Step Inside a Historic London Home That Feels More Like an Italian Palazzo
Returning the dignity to a historic Georgian house in London proved no mean feat for British architect William Smalley and interior designer Sophie Ashby. After its various former incarnations, from a rooming house filled with studios to a bland ’90s redevelopment (where “all the character had been taken out of it,” Smalley says), the six-story stucco-front terrace house was in much need of love and appreciation. Smalley’s aim was to meticulously restore the scale and proportion of the building’s original bones, now owned by a young couple—one investor-entrepreneur and a fashion executive who have recently welcomed a baby girl—so that it could evolve effortlessly as the family grew.
A major flood before the couple began building proved a blessing rather than a curse, surprisingly. The fact that so much, from furniture to floors, had been destroyed by water pouring down through the walls from a tank on the top floor, afforded Smalley and the owners the opportunity to start fresh. They removed outdated contemporary details such as the ruined walnut floors previously installed by the developer and instead focused on “revealing and reinforcing the scale of the rooms,” Smalley explains. “We wanted it to have the feeling of a palazzo.” Ceilings and walls were restored using traditional lathe and plaster and then limewashed—“lending an incredible weight and depth to the house that has stopped it feeling flimsy,” he says. Nearby, cornices were recast from what remained of the original. Doors warped by water were exactly matched, skirtings replaced, and fireplaces in the kitchen and dining room—as evidenced by old photography of the original house—reinstated.
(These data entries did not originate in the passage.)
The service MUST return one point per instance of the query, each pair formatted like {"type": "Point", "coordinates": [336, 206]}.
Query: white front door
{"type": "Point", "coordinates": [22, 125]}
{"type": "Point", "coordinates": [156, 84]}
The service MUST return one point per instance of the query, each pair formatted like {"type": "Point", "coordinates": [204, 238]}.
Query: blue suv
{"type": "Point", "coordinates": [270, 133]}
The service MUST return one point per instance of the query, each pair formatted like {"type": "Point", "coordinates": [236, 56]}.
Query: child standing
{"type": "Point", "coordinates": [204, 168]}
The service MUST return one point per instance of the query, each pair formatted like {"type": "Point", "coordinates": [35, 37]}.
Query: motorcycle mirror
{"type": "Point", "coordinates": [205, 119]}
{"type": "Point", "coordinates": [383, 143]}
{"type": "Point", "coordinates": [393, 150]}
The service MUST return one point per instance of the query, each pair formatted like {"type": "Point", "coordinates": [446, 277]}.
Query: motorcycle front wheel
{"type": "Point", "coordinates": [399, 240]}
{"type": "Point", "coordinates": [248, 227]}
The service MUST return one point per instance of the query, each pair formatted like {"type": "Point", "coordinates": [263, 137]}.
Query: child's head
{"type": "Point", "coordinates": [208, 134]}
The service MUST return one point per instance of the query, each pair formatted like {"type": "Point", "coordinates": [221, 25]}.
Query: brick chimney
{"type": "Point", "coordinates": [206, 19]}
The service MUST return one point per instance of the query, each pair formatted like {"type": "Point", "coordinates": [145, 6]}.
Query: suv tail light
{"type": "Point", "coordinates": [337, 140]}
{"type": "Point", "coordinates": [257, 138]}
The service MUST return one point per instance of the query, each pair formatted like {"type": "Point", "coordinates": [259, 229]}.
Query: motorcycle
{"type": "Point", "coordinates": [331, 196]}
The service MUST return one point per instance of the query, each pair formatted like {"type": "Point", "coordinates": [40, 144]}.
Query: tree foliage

Structurally, permission was granted to change the openings between the kitchen and the dining room and also between the first-floor drawing rooms “to stop them feeling so pinched and to flow better,” the architect explains. On the upper floors, where the building’s bones were still sound, only one internal bathroom and a central wardrobe dividing the primary bedroom were removed. “We tried to reveal big spaces which could take big works of art and furniture, and to create long views from front to back on every floor to lend clarity to each space,” Smalley says.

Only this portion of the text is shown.